Osiyo, Paul! This isn’t bad. You did kind of start this out by dropping us right in the middle of it, but fortunately you took us back in time so it wasn’t too hard to get caught up! See what I did there? I like how you used that prompt phrase, as well as writing the whole thing only in dialogue. That must’ve been a feat in itself: trying to figure out where to drop your characters in the story and letting the reader the know the gist of the story, and then still having enough words to have that ‘happily ever after’ ending. You pulled it off though, and it worked well! But you’re right. One small stone could have had or have a major impact on our history or future! Kee ponw ritin gon, Paul! As always, ‘twas a pleasure to read, and have a very merry Halloween!
Bon jour, RatDog! This is good. I think most guys — single guys anyway — have probably told a story like this once or twice in their lives, but not quite the way Steve told it! Kind of reminds me of the old fishing ‘line’ about the huge one ‘that got away’. I like how the brunette and Steve managed to carry on that whole sultry conversation using all those clichés, and if they really did work for Steve, maybe the next I’m in a bar I might have to borrow a few of them! Well done, RD! Kee ponw ritin gon, thanks for the chuckles, and have a holly jolly Hallo"Weeeeeen!"
Guten tag, Myles! This is cool! First off, I like how you brought this full circle with that 'lousy driver' comment. And 2nd (and all the other numbers!), you did a great job of showing us just how rude this 'buxom blonde' bi*ch was while you were not just in the market, but in the parking lot as well. And 'knowing' that she was the type that Harry would ogle over gave you some extra ammunition! Excellent spelling, grammar, and descriptions! Heck, you even added the sense of smell, which a lot of writers forget about, including myself . But of course it was that one single line at the end that made this really shine! (I just wonder how that tart made out! ) Kee ponw ritin gon, my friend!
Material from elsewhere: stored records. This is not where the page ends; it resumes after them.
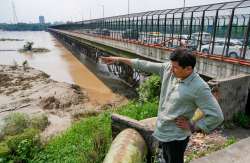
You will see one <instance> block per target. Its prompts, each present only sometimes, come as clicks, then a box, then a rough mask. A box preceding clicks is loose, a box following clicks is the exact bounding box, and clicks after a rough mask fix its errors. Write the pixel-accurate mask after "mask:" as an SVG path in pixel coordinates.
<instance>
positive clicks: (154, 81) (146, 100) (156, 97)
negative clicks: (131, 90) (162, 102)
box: [137, 75, 161, 102]
mask: <svg viewBox="0 0 250 163" xmlns="http://www.w3.org/2000/svg"><path fill="white" fill-rule="evenodd" d="M137 91H138V94H139V101H142V102H152V101H155V100H158V99H159V97H160V91H161V79H160V76H157V75H152V76H150V77H149V78H148V79H147V80H145V81H144V83H142V84H141V85H140V86H139V88H138V89H137Z"/></svg>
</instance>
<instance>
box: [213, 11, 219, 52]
mask: <svg viewBox="0 0 250 163" xmlns="http://www.w3.org/2000/svg"><path fill="white" fill-rule="evenodd" d="M218 15H219V10H217V11H216V15H215V20H214V30H213V41H212V50H211V54H214V42H215V37H216V32H217V31H216V29H217V23H218Z"/></svg>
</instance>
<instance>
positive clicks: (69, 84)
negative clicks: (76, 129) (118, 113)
mask: <svg viewBox="0 0 250 163" xmlns="http://www.w3.org/2000/svg"><path fill="white" fill-rule="evenodd" d="M90 94H93V92H90ZM91 99H92V98H90V97H89V94H88V92H87V91H86V90H85V89H83V88H81V87H79V86H78V85H75V84H68V83H64V82H57V81H54V80H52V79H50V78H49V75H47V74H46V73H44V72H42V71H38V70H36V69H34V68H29V67H26V68H24V67H21V66H7V65H0V121H2V120H3V118H4V117H5V116H6V115H8V114H9V113H11V112H23V113H27V114H29V115H32V114H39V113H45V114H46V115H47V116H48V118H49V121H50V125H49V126H48V127H47V128H46V129H45V131H44V132H43V134H42V137H43V138H45V139H47V138H49V137H51V136H53V135H55V134H57V133H59V132H61V131H63V130H65V129H66V128H68V127H69V126H70V124H71V122H72V120H74V119H76V118H79V117H83V116H86V115H90V114H92V115H93V114H97V113H98V112H101V111H102V110H104V109H105V106H107V105H108V106H110V105H112V106H115V105H117V104H119V103H121V102H122V101H124V100H125V98H124V97H121V96H119V95H117V96H115V97H114V98H113V99H110V100H109V102H107V101H106V102H101V103H98V105H97V104H96V101H92V100H91Z"/></svg>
Have a wonderful day and a wildly wicked Hallo"Weeeeeen!"
Hello there, Myles! This is pretty durn good! The idea of Darlene bringing her drunk hubbie to your place to 'fix' him was a great way to open this, even if did seem like a bit rude (to you!). But at least you were able to oblige her request, although she should have offered you some money! I sort of did see that ending coming when you two went inside for coffee, though. I guess that 12 hour spell limit doesn't matter, huh? 'Boasting a green stalk, Daryl excelled as a vegetable, a county fair winner.' That last line was golden, too!'shoulder-deep in pumpkin guts' Well done, me bucko! Kee ponw ritin gon, thanks for the chuckles, and have a wonderful evening and a holly jolly Halloween!